Every Memorial Day we remember the men and women who died while serving in the United States Armed Forces. We do this with parades, church services, and placing flags on graves. Another way to honor the fallen is by paying attention to the physical and mental health of those who served and returned.
A three-month study published yesterday by the Associated Press shows that 45% of the 1.6 million veterans from the wars in Iraq and Afghanistan are filing disability claims for service-related health problems. They are also committing suicide at alarming rates—the American Journal of Public Health recently devoted an entire issue to this topic. Up to one-quarter of those who served in the Gulf War have reported developing a cluster of symptoms that include chronic fatigue, headache, joint pain, memory problems, and more. Vietnam veterans exposed to Agent Orange are at higher risk of developing cancers such as Hodgkins lymphoma, non-Hodgkins lymphoma, chronic lymphocytic leukemia, and other problems. Veterans from the Korean War and World War II also face long-term health problems, including often-hidden post-traumatic stress disorder.
Stand by them
The brunt of helping American servicemen and servicewomen heal falls on the U.S. Department of Veterans Affairs. But in this era of growing demand for services by veterans and shrinking budgets, some veterans aren’t getting the help they need.
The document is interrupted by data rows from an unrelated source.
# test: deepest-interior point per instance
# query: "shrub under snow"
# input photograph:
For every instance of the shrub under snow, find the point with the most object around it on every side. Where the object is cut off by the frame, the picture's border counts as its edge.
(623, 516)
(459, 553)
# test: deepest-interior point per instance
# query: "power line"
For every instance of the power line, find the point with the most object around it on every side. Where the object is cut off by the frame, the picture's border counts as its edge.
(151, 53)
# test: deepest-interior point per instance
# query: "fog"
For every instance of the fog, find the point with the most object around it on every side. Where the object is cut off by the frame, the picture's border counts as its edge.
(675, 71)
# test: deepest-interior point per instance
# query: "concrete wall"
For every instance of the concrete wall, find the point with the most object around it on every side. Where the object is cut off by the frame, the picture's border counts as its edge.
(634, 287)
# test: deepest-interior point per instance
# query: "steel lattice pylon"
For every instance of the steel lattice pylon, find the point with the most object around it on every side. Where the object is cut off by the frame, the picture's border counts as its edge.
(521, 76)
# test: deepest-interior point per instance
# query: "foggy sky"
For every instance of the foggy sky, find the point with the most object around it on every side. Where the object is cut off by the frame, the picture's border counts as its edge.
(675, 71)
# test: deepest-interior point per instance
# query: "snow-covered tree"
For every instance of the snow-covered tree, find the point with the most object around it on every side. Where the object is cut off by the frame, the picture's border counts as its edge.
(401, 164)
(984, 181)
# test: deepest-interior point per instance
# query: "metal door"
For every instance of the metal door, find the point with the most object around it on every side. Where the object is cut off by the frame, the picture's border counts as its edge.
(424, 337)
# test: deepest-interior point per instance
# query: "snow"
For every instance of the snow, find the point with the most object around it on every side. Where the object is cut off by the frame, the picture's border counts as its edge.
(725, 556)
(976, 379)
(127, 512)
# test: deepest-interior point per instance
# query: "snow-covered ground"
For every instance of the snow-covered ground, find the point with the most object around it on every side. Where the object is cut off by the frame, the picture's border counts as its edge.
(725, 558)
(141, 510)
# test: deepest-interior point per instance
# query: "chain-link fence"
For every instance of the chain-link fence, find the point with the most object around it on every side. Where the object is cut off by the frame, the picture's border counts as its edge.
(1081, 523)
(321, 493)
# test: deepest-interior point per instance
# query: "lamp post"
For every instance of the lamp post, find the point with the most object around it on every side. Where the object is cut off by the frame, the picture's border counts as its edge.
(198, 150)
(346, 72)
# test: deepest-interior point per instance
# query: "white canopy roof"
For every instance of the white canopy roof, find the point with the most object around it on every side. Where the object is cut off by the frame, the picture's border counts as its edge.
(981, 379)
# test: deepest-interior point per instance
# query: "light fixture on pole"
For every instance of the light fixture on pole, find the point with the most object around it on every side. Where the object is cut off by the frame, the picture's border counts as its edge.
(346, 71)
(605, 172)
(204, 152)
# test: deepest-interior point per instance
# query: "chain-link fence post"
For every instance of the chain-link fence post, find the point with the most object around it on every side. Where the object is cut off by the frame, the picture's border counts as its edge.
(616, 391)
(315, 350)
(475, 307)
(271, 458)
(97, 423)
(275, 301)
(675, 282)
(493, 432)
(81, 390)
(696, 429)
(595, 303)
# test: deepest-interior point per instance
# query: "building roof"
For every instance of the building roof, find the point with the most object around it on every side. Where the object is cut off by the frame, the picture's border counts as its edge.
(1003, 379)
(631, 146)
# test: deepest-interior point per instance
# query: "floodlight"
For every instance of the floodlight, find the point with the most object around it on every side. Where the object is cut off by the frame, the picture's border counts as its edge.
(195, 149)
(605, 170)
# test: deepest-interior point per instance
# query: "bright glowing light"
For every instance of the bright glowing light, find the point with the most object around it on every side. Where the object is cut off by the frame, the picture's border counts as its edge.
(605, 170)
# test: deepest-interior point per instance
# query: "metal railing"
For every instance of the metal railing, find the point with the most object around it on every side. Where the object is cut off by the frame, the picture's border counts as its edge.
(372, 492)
A number of private organizations have sprung up to fill the void. Here are just a few examples of national and regional programs:
The Wounded Warrior Project aims to enlist public aid to help injured service members, and to help them aid and assist each other.
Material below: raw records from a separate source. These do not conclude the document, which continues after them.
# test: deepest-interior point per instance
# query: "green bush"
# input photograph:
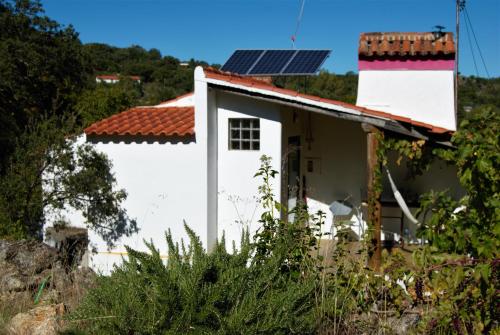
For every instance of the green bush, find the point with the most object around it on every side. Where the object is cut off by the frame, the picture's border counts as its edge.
(275, 284)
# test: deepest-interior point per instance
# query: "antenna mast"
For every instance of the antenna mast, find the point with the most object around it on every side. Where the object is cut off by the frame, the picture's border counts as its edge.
(460, 5)
(299, 19)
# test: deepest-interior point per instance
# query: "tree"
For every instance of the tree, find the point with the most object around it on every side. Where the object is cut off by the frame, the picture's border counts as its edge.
(50, 171)
(470, 225)
(42, 68)
(107, 99)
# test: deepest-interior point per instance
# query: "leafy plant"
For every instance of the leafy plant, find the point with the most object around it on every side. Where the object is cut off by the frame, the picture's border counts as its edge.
(49, 172)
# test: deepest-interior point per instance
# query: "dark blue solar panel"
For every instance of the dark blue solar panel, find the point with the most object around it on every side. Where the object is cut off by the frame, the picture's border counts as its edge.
(275, 62)
(306, 62)
(241, 61)
(272, 62)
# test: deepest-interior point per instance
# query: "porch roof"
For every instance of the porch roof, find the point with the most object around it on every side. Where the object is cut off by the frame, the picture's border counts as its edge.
(252, 86)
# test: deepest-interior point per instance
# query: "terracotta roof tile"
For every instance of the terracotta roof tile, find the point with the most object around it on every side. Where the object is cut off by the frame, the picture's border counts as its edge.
(406, 44)
(213, 73)
(147, 121)
(116, 77)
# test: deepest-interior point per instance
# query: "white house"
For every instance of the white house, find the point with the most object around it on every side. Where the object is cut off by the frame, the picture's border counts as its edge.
(114, 78)
(193, 159)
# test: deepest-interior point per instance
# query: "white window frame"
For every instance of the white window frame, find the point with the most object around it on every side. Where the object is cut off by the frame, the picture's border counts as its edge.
(237, 142)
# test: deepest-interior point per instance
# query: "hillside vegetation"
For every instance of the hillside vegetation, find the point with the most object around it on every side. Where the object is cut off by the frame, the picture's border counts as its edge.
(277, 283)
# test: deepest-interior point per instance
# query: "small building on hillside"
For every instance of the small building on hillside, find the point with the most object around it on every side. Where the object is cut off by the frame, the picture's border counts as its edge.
(193, 159)
(114, 78)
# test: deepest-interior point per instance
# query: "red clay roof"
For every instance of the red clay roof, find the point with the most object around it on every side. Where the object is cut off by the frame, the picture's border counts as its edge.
(147, 121)
(116, 77)
(406, 44)
(250, 82)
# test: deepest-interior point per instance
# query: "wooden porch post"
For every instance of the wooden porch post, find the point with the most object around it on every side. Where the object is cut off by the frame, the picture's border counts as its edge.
(374, 206)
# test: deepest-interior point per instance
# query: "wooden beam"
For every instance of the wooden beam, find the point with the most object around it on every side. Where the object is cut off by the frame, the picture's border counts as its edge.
(374, 206)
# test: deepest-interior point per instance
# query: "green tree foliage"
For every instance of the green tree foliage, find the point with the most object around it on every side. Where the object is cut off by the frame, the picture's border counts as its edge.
(49, 172)
(42, 68)
(106, 99)
(476, 92)
(163, 77)
(277, 285)
(470, 225)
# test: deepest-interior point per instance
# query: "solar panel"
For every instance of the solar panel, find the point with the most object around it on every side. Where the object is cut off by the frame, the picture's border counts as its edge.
(241, 61)
(272, 62)
(275, 62)
(307, 61)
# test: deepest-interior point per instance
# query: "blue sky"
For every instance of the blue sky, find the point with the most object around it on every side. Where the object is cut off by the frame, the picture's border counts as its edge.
(212, 30)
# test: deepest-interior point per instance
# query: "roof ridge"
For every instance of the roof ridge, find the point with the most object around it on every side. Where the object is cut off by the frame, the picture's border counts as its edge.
(177, 98)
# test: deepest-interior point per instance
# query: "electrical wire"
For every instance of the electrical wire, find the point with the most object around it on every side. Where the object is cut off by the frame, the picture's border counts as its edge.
(475, 39)
(471, 47)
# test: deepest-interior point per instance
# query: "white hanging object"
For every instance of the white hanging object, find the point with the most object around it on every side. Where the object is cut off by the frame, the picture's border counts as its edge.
(399, 199)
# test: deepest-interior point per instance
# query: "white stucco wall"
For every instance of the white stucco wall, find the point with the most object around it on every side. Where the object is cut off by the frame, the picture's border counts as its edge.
(237, 188)
(162, 181)
(338, 149)
(425, 96)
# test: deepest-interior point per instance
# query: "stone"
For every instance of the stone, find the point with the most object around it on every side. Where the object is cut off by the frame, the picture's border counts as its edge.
(42, 320)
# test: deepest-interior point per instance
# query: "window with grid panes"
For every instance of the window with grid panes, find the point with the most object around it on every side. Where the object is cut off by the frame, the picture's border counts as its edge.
(244, 134)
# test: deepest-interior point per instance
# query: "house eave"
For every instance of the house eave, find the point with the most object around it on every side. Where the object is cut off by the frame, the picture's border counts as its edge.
(339, 112)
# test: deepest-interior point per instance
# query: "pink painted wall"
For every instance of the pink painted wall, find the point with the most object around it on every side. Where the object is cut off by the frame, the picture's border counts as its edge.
(398, 64)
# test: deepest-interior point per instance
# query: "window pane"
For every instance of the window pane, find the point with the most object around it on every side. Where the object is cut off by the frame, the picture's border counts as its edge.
(235, 123)
(235, 145)
(235, 134)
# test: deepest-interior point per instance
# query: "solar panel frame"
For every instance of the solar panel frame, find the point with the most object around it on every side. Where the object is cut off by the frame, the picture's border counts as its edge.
(276, 62)
(272, 62)
(241, 61)
(306, 61)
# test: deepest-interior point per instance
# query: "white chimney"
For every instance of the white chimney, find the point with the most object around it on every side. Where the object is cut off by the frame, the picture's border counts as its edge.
(409, 75)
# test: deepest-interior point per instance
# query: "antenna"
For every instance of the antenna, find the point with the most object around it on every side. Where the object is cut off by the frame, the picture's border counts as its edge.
(299, 20)
(460, 5)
NCIRE – The Veterans Health Research Institute is a leading nonprofit research institute devoted to veterans health research.
The Home Base Program, sponsored by the Boston Red Sox Foundation and Massachusetts General Hospital, provides clinical care and support services to New England-area service members, veterans, and family members affected by combat or deployment-related stress or traumatic brain injury.
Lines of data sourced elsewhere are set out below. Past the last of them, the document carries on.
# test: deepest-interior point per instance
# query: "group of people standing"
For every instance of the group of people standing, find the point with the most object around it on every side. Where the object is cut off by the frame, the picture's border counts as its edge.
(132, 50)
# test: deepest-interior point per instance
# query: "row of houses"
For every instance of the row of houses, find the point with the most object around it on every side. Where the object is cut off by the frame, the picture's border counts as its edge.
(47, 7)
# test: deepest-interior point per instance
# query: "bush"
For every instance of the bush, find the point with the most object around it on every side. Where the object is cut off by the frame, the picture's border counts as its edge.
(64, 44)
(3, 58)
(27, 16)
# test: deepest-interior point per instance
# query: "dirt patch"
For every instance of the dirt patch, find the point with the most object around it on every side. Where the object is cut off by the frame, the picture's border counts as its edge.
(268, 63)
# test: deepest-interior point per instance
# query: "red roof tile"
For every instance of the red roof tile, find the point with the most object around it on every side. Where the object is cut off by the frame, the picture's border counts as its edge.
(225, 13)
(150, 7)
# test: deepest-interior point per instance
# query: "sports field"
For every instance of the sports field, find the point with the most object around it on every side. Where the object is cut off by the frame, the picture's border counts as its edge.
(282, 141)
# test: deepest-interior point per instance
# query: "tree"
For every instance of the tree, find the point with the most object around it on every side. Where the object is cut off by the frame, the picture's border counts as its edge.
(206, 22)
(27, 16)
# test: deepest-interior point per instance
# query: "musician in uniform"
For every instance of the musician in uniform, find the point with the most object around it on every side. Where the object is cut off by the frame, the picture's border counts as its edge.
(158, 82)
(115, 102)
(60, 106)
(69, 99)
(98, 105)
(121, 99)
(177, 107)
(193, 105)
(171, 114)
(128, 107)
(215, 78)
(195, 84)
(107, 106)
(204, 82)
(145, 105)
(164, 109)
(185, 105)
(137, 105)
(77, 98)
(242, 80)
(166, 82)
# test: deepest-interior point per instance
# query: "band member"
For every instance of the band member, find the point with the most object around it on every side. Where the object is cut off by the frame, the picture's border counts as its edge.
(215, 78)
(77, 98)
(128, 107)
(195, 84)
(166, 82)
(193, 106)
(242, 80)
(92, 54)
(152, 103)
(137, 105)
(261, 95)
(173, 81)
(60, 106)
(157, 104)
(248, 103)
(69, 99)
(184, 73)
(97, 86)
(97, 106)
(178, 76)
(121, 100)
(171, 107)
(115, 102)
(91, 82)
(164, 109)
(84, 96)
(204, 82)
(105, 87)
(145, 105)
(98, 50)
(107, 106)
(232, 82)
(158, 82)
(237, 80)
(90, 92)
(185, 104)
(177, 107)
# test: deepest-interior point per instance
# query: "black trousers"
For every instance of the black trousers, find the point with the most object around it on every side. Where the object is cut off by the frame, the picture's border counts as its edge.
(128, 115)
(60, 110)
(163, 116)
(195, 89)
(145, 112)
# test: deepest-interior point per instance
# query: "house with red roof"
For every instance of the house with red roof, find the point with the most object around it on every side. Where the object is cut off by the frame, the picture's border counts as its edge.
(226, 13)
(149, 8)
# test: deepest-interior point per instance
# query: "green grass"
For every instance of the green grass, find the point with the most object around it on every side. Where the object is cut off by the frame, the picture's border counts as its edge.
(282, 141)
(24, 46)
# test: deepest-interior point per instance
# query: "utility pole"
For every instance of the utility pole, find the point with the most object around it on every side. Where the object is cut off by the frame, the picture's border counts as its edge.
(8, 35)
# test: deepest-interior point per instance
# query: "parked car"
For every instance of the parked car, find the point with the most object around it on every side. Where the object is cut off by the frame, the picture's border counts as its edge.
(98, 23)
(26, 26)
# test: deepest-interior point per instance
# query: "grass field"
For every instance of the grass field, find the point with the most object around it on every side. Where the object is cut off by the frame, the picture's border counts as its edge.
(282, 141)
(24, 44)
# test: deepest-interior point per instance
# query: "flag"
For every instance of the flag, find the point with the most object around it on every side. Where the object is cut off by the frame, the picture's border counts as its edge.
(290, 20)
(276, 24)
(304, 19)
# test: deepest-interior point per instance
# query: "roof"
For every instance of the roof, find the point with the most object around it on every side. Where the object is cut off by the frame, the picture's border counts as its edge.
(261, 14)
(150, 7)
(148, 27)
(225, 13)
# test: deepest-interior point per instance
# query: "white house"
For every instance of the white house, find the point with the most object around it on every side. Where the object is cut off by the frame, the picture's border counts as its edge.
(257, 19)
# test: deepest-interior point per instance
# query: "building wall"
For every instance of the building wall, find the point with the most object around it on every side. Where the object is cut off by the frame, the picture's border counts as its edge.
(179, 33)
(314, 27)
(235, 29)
You can honor all servicemen and women by donating money to a reputable organization focusing on veterans health or by volunteering your time to one. There’s a more direct approach, too. If there’s a veteran in your community or church who is struggling with health issues, drop off dinner now and then, offer to baby sit, or do what you can to make day-to-day life a bit easier.
And there’s an election coming up. Do your homework, then vote for the national, state, and local candidates you believe will help our servicemen and servicewomen live the healthiest lives possible.